While most sensible people would shake their heads and exclaim “whatever will they come up with next?”, our Michelle went straight out and secured herself a bottle of peppermint oil and ordered me to splash it around the most likely spider bases.

They are not as hard to find as you may expect. The reason being, they are already marked by piles of conkers!

The conkers are the remnants of the first Battle of the Spiders. Conkers are to spiders, what Kryptonite is to Superman. Again, it’s something my wife read and acted on it.

It’ll come as no surprise to you when I say that neither the barrage of conkers or the peppermint oil salvo has repelled the spider onslaught. But still they come, as Jeff Wayne might have said. Instead, I’m continually chasing the critters round the front room with the spider cup (that’s the special mug that we use to trap the spiders) while Michelle and kids leap up and down on the settee shouting “Geddit, geddit, there it is. Quick. What’s wrong with you? Geddit!”

Honestly, it’s the only exercise I get these days.

Once captured, I can’t just chuck my prisoner out of the front door. I have to release it further down the street. My wife is convinced they return.

As I remarked last time: “They’re not homing spiders you know.” She was having none of it.

These days I pretend to take them out down the street, and instead, hang about for a couple of minutes before chucking them into next door’s garden.

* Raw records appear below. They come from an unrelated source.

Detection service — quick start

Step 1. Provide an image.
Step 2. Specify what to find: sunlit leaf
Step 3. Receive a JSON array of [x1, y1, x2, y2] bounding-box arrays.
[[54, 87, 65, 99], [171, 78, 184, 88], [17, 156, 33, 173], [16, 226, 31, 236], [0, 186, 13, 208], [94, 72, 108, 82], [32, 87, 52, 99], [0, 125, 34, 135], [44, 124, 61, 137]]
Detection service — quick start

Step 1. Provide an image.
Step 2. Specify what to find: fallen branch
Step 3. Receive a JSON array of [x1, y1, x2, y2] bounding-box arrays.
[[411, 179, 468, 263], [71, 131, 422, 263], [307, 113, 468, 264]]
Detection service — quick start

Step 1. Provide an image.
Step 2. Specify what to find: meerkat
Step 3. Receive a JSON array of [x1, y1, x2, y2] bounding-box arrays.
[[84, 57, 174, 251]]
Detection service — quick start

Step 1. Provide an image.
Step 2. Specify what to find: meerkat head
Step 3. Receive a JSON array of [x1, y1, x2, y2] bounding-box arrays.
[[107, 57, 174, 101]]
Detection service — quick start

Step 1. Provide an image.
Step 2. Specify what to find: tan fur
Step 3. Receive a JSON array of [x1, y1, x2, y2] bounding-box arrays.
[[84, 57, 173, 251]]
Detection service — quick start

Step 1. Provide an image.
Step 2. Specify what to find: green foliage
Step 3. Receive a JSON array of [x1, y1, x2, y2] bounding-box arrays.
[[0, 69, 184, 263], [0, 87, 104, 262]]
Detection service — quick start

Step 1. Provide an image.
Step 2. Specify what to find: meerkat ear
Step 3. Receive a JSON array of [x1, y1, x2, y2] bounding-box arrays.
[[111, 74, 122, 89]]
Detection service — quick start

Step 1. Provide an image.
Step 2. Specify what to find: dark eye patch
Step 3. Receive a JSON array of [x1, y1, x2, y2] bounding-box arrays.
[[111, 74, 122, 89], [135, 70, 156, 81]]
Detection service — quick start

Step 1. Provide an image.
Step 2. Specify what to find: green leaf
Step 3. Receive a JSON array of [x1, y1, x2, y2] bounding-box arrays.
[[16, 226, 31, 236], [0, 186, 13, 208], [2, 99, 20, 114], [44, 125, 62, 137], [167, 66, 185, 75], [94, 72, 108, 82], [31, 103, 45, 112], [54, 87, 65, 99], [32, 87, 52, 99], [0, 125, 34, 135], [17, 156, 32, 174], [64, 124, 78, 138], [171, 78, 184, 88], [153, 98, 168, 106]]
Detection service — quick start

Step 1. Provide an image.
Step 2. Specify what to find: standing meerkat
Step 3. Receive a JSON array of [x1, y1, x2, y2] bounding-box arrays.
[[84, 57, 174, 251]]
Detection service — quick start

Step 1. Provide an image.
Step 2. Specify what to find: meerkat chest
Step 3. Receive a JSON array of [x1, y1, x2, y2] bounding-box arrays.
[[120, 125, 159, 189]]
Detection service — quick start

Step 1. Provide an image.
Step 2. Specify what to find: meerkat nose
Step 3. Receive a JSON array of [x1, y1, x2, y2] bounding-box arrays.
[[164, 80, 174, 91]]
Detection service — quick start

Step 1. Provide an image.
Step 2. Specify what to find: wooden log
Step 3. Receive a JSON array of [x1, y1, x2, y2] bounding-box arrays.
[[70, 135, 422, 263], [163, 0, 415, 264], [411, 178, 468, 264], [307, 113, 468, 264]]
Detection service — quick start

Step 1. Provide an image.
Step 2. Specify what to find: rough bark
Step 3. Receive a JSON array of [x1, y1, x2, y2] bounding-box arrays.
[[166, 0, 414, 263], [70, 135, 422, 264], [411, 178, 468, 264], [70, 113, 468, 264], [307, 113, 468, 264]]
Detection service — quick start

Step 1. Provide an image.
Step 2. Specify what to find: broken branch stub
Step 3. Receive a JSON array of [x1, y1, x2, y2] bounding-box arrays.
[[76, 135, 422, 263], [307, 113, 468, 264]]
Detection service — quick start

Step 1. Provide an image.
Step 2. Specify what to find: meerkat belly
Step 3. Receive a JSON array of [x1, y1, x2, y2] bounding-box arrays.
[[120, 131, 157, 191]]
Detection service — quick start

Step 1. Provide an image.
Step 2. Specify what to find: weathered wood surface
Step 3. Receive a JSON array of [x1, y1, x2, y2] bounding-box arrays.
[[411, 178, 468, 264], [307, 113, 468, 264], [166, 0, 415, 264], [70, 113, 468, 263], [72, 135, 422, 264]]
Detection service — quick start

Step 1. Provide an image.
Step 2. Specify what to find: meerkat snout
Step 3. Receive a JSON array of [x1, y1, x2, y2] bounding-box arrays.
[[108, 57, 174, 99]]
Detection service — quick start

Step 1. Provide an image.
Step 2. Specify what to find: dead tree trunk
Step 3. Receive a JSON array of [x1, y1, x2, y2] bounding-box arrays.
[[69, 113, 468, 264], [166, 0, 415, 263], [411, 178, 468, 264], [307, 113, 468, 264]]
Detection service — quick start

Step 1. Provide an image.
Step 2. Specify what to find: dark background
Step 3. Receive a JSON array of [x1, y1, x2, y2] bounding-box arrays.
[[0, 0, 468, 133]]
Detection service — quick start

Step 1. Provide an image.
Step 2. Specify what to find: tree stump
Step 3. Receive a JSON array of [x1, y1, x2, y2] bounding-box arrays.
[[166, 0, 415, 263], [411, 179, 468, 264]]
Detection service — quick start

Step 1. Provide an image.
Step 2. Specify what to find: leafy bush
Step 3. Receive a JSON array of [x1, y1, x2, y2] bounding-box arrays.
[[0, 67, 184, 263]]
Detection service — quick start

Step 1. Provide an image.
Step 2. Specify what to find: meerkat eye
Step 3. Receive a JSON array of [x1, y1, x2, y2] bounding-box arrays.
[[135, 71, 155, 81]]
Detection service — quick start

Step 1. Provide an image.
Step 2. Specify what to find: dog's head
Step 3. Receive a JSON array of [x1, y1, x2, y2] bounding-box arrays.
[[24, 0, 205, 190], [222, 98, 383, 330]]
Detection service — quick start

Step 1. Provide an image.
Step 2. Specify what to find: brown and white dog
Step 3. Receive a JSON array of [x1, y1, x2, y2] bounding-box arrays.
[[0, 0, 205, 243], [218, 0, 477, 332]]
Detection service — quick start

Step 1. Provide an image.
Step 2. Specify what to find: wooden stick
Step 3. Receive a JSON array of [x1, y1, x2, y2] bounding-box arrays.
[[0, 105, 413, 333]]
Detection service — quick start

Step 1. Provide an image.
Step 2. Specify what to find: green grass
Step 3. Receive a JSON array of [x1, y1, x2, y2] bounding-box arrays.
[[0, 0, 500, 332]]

It’ll take some explaining if I ever get caught. Me, in my dressing gown and slippers, in the dead of night, throwing a spider into next door’s flower bed. “Erm, it’s not what it looks like.” But hey, I like to live dangerously.

There are those who think we humans may be over-reacting in our fear of spiders.

Not so. I prefer to think that we afford them the same level of acceptance we would any other creature with EIGHT legs, EIGHT eyes, TWO reproductive organs in their FACES, who fire webs out of their backsides!

Taking all that into consideration, I reckon the fact we scream and try to conker and peppermint them out of existence, suggests they get off lightly.